Mesdames, Messieurs les Députés, mes chers collègues,
Nous pensons que la France doit être le pays des réconciliations pour elle-même d’abord, mais aussi pour les autres. C’est la vocation de la République, cette République laïque qui est parvenue à surmonter toutes ses tensions intimes par une volonté féroce de préserver à chaque individu sa liberté de conscience. C’est cela le miracle laïc, dont tant de pays aujourd’hui aux prises avec les fanatismes et les tensions interculturelles pourraient utilement s’inspirer. Oui, la France doit être prête à servir la paix et la réconciliation en dehors de tout intérêt économique de courte vue. C’est le préalable à tous les plus beaux projets avec l’Afrique, qui ne sont pas seulement économiques, mais avant tout humains. Le lien fraternel qui nous unit à ce merveilleux continent, nous devons en faire un fil d’Ariane tendu vers l’avenir. Le message de la France, c’est celui de la fraternité qui construit, de la peur qui en s’éloignant, redonne à la vie tous ses droits. Nous n’y parviendrons pas seuls. Et c’est en soi la force de ce message de réconciliation d’un peuple avec lui-même et des pays européens entre eux. Comprenez la force de l’exemple que nous pourrions ainsi donner au monde entier. Alors, oui, le Groupe UDI votera en faveur de la prolongation de l’opération Sangaris en Centrafrique, mais sous certaines conditions :
Le Gouvernement doit dire très clairement que ce n’est pas à la France de porter seule le fardeau de l’impuissance internationale. Ce n’est pas à la France d’être en première ligne sur toutes les crises qui parcourent le continent africain.

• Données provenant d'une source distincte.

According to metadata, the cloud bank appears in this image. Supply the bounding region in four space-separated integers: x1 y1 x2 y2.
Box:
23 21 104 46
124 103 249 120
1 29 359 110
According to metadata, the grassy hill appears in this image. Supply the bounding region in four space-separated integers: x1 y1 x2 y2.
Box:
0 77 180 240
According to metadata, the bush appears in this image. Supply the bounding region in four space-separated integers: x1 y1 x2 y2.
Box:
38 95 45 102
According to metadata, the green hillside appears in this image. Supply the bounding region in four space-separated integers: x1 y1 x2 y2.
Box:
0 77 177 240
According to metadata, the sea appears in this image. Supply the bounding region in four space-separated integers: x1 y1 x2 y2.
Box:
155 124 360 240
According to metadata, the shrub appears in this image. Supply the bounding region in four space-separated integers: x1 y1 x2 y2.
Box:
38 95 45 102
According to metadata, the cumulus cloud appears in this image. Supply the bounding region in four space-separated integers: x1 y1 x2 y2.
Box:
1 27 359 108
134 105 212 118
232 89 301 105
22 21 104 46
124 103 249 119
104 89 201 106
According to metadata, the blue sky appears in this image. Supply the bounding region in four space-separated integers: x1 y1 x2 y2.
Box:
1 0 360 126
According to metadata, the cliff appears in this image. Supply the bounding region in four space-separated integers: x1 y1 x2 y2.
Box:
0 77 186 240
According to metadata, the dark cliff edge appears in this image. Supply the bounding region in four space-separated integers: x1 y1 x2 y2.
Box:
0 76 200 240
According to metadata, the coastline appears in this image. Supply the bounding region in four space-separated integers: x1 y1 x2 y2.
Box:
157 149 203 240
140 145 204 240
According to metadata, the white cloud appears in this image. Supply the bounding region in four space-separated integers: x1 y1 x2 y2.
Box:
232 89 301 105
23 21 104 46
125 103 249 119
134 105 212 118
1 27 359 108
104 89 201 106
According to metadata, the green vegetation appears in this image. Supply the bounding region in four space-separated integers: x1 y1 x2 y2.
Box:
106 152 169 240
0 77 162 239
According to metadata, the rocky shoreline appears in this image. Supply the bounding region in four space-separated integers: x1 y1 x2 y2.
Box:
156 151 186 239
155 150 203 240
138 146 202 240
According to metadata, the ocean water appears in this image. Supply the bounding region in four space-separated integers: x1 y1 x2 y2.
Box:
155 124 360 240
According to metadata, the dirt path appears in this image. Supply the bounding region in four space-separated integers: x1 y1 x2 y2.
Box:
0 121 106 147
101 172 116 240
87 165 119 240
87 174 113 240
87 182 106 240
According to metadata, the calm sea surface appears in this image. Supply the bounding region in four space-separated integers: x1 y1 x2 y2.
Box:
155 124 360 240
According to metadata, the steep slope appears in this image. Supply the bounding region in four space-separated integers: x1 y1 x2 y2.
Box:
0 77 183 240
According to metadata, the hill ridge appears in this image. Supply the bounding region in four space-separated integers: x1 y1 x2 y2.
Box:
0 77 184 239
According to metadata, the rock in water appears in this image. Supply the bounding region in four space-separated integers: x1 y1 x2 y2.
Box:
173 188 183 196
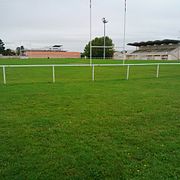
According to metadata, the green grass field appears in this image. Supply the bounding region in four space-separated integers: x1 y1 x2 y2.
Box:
0 58 180 179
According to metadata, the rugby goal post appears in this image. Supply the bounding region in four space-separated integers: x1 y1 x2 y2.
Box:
89 0 127 65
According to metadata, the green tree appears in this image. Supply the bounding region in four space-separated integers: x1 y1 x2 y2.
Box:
16 47 21 56
16 46 25 56
20 46 25 55
0 39 5 54
84 36 114 58
3 49 16 56
20 46 25 52
0 39 16 56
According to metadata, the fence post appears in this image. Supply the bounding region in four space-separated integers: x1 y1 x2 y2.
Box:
92 65 95 81
52 65 55 83
156 64 160 78
3 66 6 84
126 65 130 80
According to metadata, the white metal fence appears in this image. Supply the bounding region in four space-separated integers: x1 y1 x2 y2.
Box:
0 63 180 84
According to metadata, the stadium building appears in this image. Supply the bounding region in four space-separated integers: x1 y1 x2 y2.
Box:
25 45 81 59
127 39 180 60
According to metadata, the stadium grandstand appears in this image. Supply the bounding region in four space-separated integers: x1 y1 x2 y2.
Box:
127 39 180 60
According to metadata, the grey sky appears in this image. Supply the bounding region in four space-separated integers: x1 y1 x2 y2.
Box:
1 0 180 52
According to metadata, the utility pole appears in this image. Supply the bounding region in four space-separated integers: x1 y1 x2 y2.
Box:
102 17 108 60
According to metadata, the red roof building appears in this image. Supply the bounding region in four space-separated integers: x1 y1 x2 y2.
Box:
25 50 81 59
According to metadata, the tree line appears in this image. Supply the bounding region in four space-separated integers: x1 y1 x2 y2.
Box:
0 39 25 56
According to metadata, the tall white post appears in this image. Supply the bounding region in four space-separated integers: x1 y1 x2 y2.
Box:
102 17 108 60
156 64 160 78
90 0 92 65
123 0 127 64
92 65 95 81
52 65 55 83
3 66 6 84
104 22 106 60
126 65 130 80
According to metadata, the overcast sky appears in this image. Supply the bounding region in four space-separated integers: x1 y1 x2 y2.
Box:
1 0 180 52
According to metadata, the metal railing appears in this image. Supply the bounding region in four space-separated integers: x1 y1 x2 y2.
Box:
1 63 180 84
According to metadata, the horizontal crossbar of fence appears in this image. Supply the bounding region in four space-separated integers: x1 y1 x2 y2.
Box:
0 63 180 68
91 46 123 49
94 63 180 67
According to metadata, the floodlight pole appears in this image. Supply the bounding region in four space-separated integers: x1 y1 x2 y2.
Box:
123 0 127 64
90 0 92 65
102 18 108 60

Le Gouvernement doit dire très clairement aux Français que la reconstruction de la Centrafrique va durer des années, avant d’aboutir à un semblant d’Etat et de stabilité. Ce n’est pas à la France d’engager une telle opération, seule. L’Europe doit véritablement s’engager. L‘ONU doit assumer sa responsabilité de protéger et s’en donner les moyens. En cela, nous demandons officiellement et solennellement à ce qu’une nouvelle résolution de l’ONU soit votée, afin de déployer au plus vite des casques bleus pour une force conséquente d’imposition de la paix « sous chapitre 7 » de la Charte des Nations Unies.
Enfin, au-delà de ces considérations sécuritaires et immédiates, il faut très clairement que le Gouvernement s’engage à promouvoir un véritable plan de développement pour l’Afrique, et cela avec tous ses partenaires africains et européens. Oui, la France, comme elle l’a fait pour elle-même jadis, peut espérer que de la réconciliation naisse la prospérité, car l’Afrique s’éveille aujourd’hui.
A l’aune des différentes commémorations des deux dernières guerres mondiales, n’oublions pas que l’Afrique a apporté son tribu à la paix en Europe.